J’imagine deux réponses possibles :
Je prends le risque de voter A pour augmenter les chances de sauver mes enfants (et peut-être d’autres enfants) si jamais ils votent A.
Ou bien :
Je vote B en espérant que mes enfants fassent de même, et pour ne pas risquer qu’ils se retrouvent orphelins. Dans le pire des cas, je ferai d’autres enfants.
Pas simple, n’est-ce pas ? Mais revenons à la version « entre adultes » : certains ont appuyé leur choix sur une estimation intuitive du nombre de votes pour A et B. Évidemment, les A s’attendent à ce que la majorité vote A et les B l’inverse.
Dans la pratique, l’option A fait 20-30% des voix lorsque la vie n’est pas en jeu. Moins de 5% des gens voteraient A dans des conditions mortelles. Dans ces conditions, ce qui est moral est de convaincre les gens qui votent A de leur propre folie, pour les sauver.
Peter Columns
Dans la pratique… les réponses ont plutôt été à 50-50, en tout cas ici :

C’est un résultat surprenant, car Lysandre penche clairement pour B et ses abonnés partagent vraisemblablement bon nombre de ses opinions. La lecture des commentaires suggère que les gens qui se définissent comme libéraux votent B tandis que les tempéraments conservateurs votent A. Personne ne conteste que le risque est nul de voter B, puisque que c’est l’énoncé du dilemme (qui, en conséquence, n’est pas vraiment un dilemme en ce qui concerne l’intérêt immédiat de l’individu). Malgré cela, les partisans du B ont parfois offert une argumentation un peu plus… collective :
Si tout le monde vote B, tout le monde vit.
Si tout le monde vote A, tout le monde vit.
Soyez logique.
Lysandre
Sauf qu’il est extrêmement improbable que tout le monde vote pareil. Pour éviter des morts, les A espèrent seulement une majorité, tandis que les B visent l’unanimité. De fait, les A ont bien obtenu la majorité (de justesse) dans le scrutin proposé par Lysandre, en dépit d’un « corps électoral » sans doute plus fortement enclin à voter B que ne le serait un échantillon aléatoire de la population. L’argument de la minimisation du risque individuel, simple, clair et incontestable, semble buter sur un obstacle empirique : les gens sont souvent préoccupés d’autres choses que leur seul intérêt individuel. Les A n’ont pas manqué de le souligner vigoureusement.

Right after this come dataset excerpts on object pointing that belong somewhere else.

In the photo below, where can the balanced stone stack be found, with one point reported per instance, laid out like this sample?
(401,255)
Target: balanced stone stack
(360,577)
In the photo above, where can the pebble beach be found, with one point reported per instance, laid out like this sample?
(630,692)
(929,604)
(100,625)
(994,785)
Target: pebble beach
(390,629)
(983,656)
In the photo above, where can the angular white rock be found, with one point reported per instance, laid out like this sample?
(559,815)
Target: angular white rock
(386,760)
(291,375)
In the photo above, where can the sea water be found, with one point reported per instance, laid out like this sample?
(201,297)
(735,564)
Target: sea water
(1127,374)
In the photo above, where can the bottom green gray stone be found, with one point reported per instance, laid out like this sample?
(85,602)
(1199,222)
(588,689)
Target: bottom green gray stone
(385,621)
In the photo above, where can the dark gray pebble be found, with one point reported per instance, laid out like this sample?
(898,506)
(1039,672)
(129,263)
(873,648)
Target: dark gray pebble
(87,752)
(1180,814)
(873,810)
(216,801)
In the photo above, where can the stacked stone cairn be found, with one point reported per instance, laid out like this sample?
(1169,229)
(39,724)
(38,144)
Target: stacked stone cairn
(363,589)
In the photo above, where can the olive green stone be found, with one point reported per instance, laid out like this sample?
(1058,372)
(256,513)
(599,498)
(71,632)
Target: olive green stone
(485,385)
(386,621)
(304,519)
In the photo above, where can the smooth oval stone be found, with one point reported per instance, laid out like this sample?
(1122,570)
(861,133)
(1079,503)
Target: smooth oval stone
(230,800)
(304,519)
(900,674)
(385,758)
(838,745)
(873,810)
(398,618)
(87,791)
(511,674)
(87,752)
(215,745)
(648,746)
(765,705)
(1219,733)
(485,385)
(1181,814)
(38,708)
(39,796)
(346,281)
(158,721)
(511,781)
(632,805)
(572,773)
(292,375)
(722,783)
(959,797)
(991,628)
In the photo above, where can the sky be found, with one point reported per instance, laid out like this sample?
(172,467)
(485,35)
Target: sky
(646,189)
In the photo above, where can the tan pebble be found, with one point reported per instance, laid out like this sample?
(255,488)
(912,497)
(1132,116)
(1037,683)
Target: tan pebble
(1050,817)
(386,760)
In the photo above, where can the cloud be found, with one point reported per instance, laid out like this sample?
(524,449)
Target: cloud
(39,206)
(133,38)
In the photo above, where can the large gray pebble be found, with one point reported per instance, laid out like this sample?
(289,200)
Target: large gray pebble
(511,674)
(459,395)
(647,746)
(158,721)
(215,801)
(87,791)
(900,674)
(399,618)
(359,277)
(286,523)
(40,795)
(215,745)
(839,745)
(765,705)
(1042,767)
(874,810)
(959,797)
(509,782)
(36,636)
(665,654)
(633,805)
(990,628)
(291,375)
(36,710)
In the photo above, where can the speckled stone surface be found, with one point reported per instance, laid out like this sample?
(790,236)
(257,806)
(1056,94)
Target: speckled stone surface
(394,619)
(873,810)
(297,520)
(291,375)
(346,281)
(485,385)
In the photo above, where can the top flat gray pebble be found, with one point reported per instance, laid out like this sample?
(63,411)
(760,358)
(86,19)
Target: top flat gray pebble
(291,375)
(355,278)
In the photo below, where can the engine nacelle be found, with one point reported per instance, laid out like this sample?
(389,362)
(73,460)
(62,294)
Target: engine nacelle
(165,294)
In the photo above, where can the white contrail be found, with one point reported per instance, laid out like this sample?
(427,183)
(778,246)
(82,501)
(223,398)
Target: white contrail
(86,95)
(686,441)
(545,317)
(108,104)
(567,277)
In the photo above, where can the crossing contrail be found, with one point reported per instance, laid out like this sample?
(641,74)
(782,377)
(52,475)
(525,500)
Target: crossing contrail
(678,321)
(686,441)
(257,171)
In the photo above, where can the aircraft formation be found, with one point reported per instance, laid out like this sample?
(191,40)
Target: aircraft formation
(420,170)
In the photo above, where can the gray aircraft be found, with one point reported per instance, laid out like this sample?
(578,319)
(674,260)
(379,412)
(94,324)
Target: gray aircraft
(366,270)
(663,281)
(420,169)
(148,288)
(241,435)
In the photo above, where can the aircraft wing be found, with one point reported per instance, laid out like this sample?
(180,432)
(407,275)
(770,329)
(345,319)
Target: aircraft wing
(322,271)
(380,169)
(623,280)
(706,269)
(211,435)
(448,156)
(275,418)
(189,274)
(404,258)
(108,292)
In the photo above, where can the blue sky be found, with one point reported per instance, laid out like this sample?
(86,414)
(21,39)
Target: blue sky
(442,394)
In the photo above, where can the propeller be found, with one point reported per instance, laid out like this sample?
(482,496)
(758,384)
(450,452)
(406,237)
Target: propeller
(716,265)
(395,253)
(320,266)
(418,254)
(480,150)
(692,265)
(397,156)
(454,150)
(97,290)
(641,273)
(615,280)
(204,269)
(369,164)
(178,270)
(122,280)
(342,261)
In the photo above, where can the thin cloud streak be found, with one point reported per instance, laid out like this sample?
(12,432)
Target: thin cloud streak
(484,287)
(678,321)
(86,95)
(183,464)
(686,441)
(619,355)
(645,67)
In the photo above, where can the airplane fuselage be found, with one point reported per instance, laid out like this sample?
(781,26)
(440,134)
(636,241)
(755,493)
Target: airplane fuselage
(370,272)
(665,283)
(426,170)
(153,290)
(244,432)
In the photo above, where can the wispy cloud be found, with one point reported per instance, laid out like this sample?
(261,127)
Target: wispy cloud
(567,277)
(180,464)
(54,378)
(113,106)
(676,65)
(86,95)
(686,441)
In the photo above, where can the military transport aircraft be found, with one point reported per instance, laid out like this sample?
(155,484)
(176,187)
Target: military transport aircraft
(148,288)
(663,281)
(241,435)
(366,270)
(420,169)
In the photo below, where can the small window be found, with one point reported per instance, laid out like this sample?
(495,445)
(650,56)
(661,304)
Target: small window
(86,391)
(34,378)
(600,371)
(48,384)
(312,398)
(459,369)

Il faut être positivement demeuré pour croire que :
— 100% des gens auront la même réponse à un dilemme moral.
— Un groupe peut survivre à la perte d’un quart à la moitié de ses membres.
— Le choix altruiste/holiste/systémique n’est pas corrélé à l’intelligence, la bonté, l’équilibre moral et l’utilité sociale, ce qui aggrave le point précédent.
Il faut être positivement une fouine ou un psychopathe pour :
— Voter B en ayant chacun de ces points en tête.
La preuve de ce que j’avance étant l’agitation des votants B depuis deux jours pour justifier leur choix dans un dilemme fictif de réseau social.
Ogre
Autre différence entre les deux camps : les B raisonnent assez strictement dans le cadre du dilemme posé, tandis que les A invoquent fréquemment ce qui se passe hors du cadre du jeu.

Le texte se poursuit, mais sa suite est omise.